这是用户在 2025-7-4 18:46 为 https://app.immersivetranslate.com/pdf-pro/37711d5d-decb-40f1-b9dc-1b1c1b7b3ef0/ 保存的双语快照页面,由 沉浸式翻译 提供双语支持。了解如何保存?

VGGT: Visual Geometry Grounded Transformer
VGGT:Visual Geometry Grounded Transformer (视觉几何接地变压器)

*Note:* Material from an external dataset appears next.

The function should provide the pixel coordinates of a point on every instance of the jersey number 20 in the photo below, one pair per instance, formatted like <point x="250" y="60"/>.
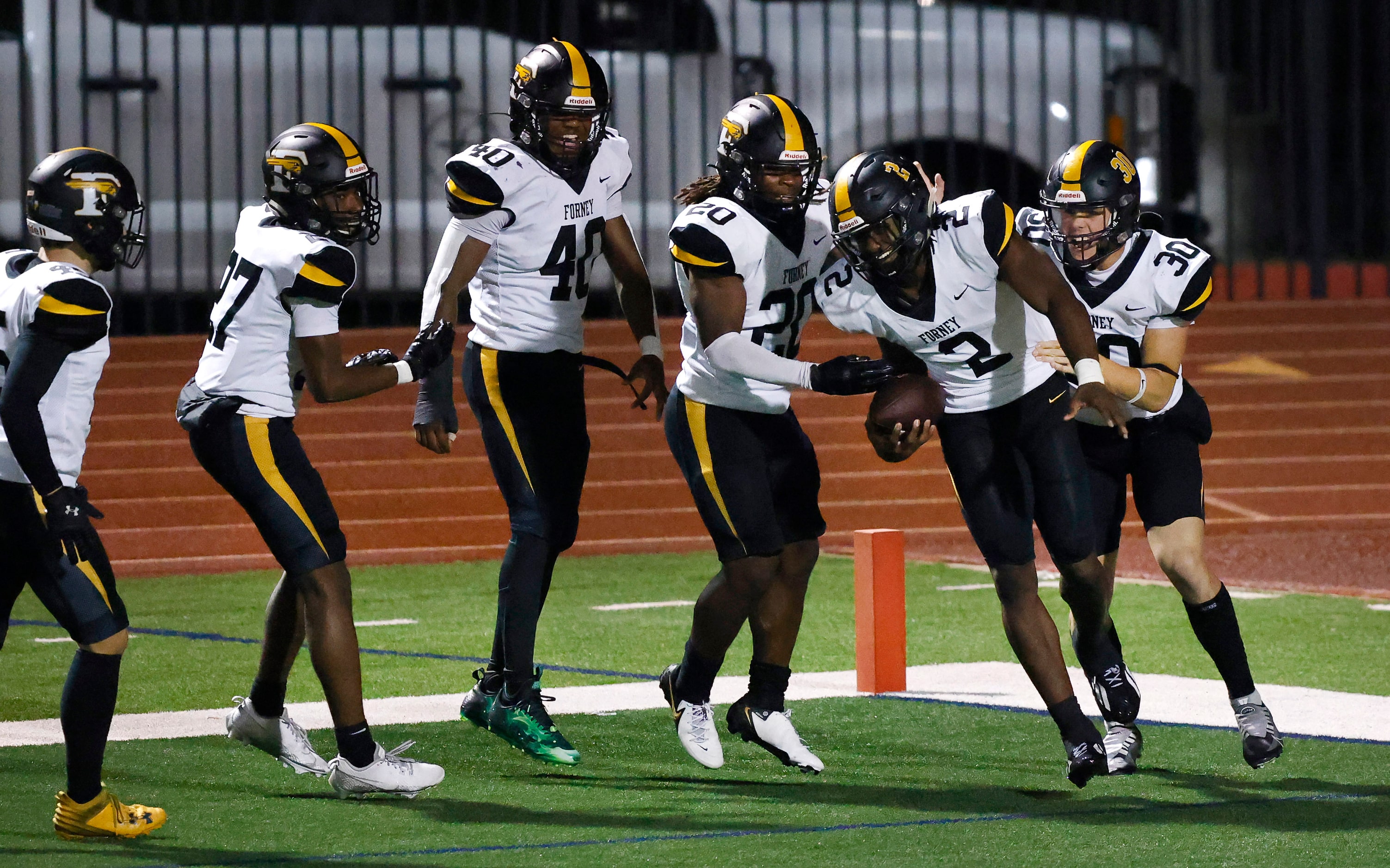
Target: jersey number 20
<point x="563" y="264"/>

Figure 1. VGGT is a large feed-forward transformer with minimal 3D-inductive biases trained on a trove of 3D-annotated data. It accepts up to hundreds of images and predicts cameras, point maps, depth maps, and point tracks for all images at once in less than a second, which often outperforms optimization-based alternatives without further processing.
图 1.VGGT 是一种大型前馈变压器,具有最小的 3D 电感偏置,在 3D 注释数据宝库上训练。它接受多达数百张图像,并在不到一秒的时间内同时预测所有图像的相机、点图、深度图和点轨迹,这通常优于基于优化的替代方案,无需进一步处理。
Abstract  抽象
We present VGGT, a feed-forward neural network that directly infers all key 3D attributes of a scene, including camera parameters, point maps, depth maps, and 3D point tracks, from one, a few, or hundreds of its views. This approach is a step forward in 3D computer vision, where models have typically been constrained to and specialized for single tasks. It is also simple and efficient, reconstructing images in under one second, and still outperforming alternatives that require post-processing with visual geometry optimization techniques. The network achieves state-of-the-art results in multiple 3D tasks, including camera parameter estimation, multi-view depth estimation, dense point cloud reconstruction, and 3 D 3 D 3D3 D point tracking. We also show that using pretrained VGGT as a feature backbone significantly enhances downstream tasks, such as non-rigid point tracking and feed-forward novel view synthesis. Code and models are publicly available at https://github.com/facebookresearch/vggt.
我们介绍了 VGGT,这是一种前馈神经网络,可从一个、几个或数百个视图中直接推断场景的所有关键 3D 属性,包括相机参数、点图、深度图和 3D 点轨迹。这种方法是 3D 计算机视觉向前迈出的一步,在 3D 计算机视觉中,模型通常被限制在单一任务中并专门用于单个任务。它还简单高效,可在一秒内重建图像,并且仍然优于需要使用视觉几何优化技术进行后处理的替代方案。该网络在多个 3D 任务中实现了最先进的结果,包括相机参数估计、多视图深度估计、密集点云重建和 3 D 3 D 3D3 D 点跟踪。我们还表明,使用预训练的 VGGT 作为特征主干可以显著增强下游任务,例如非刚性点跟踪和前馈新视图合成。代码和模型在 https://github.com/facebookresearch/vggt 上公开提供。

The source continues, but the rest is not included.